Weitere Infos & Material
Before I was Mali, I was Amaryllis. A word that is not only so hard to pronounce that a lot of teachers used to mumble it when they read it on the register, but is even more annoying for the fact that it is actually the name of a plant. It’s the one you see a lot at Christmas time, that looks all stalky and tall and then erupts into a giant red flower.
It was my mum’s favourite plant, which is how I ended up with it as my name. My dad wanted to name me after something that would remind him of her even though I know, just by looking at me, I remind him of my mum all the time. He doesn’t have to say it; I can just see from the way his face changes when he’s looking at me that that’s what he’s thinking.
It was OK when I was little. I would lift my head right up when I heard my name being called in the morning register; no-one picked up on the fact that my name was something so odd. I’ve always been the smallest in the year, and so making myself a little taller made me feel like I was just like everyone else. I didn’t want to hide away back then.
But, it did become a problem when I left primary school. When my name was first called, there was a snigger in the classroom, and the young teacher with a high ponytail stumbled over the syllables.

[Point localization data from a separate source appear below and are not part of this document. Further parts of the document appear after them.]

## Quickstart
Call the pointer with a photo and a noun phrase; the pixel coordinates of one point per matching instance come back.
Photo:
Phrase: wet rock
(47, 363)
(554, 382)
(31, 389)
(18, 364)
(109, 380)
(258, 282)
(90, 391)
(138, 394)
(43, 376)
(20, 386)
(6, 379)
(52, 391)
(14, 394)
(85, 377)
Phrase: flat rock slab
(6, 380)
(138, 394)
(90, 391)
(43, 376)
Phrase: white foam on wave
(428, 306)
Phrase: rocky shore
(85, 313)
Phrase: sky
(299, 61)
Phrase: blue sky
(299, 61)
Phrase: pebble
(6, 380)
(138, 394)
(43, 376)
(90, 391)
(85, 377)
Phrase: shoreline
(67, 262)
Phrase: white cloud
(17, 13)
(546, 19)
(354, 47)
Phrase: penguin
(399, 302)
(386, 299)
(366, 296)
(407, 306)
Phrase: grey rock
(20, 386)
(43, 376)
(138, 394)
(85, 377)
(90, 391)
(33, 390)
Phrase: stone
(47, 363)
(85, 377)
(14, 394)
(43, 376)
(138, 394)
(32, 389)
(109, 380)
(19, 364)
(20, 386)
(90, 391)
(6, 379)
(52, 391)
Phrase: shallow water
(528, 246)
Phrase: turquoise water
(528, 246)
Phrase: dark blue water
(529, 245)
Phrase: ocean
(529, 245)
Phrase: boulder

‘A-ma … A-ma-lis, no Amaryllis - that’s a plant, right?’ she said, looking up, all innocently with big eyes and a nervous smile. She was new.

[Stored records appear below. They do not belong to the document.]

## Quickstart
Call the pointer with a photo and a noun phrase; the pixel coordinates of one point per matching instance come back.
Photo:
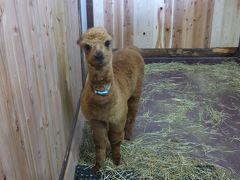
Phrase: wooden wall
(170, 23)
(40, 82)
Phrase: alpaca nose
(98, 55)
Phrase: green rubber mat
(188, 126)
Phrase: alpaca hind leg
(99, 133)
(131, 116)
(115, 136)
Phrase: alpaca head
(96, 43)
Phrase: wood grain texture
(226, 24)
(128, 22)
(108, 15)
(180, 23)
(40, 79)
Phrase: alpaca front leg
(115, 138)
(131, 116)
(99, 130)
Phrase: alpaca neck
(101, 78)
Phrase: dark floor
(188, 125)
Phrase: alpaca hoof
(117, 161)
(127, 136)
(96, 168)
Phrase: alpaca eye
(107, 43)
(87, 47)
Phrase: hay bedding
(187, 127)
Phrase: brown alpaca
(111, 95)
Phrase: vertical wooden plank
(160, 37)
(90, 16)
(168, 29)
(40, 79)
(225, 24)
(98, 13)
(209, 17)
(108, 16)
(178, 25)
(128, 22)
(200, 22)
(145, 23)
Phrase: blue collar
(105, 91)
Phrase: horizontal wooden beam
(196, 52)
(190, 60)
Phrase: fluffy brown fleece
(111, 116)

‘Are you a plant?’ a boy called Petey shouted, and the sniggers grew into laughter.
Someone else prodded me, and I squirmed in my seat.
‘Are you Amaryllis?’ the teacher asked me.

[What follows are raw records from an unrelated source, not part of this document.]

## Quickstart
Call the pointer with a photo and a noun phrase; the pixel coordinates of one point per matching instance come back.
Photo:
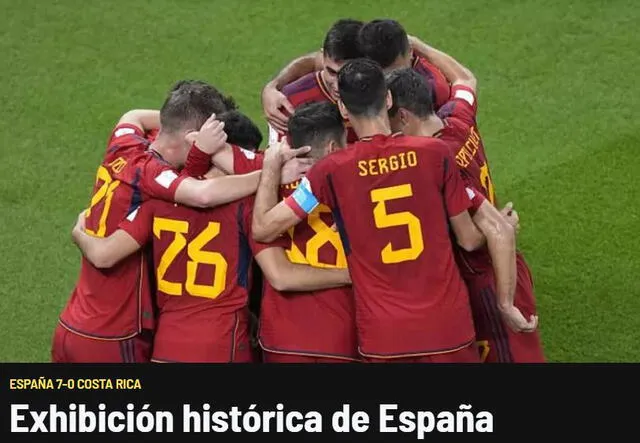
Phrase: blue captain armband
(303, 196)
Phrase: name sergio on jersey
(468, 150)
(391, 163)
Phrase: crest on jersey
(165, 178)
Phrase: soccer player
(318, 326)
(241, 130)
(386, 42)
(203, 271)
(102, 321)
(340, 44)
(393, 198)
(501, 302)
(348, 35)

Another eruption of laughter.
I could see the teacher’s eyes widen a little, as she realised that things were beginning to turn out of her control.
I said ‘yes’ under my breath and gave her the smallest of nods.
She locked eyes with me for just a moment and I realised that she was sorry; sorry for bringing it to everyone’s attention and sorry that it had exploded. But it was too late for sorry.
I was haunted, hunted by my name. Someone, and I say someone because I think it was a few people revolving and taking it in turns, would throw a handful of grass in my direction during registration. It would come from different tables and at first, I turned my head sharply to see who did it, but when I couldn’t work it out, I tried my best to ignore it. I’d stare forwards as the blades of grass would settle around me like confetti. I was pretty sure that boy Petey, who had first shouted out about my name, was one of the people who threw grass. He always had a mocking smile on his face, like he had a not-very-secret secret, when it happened.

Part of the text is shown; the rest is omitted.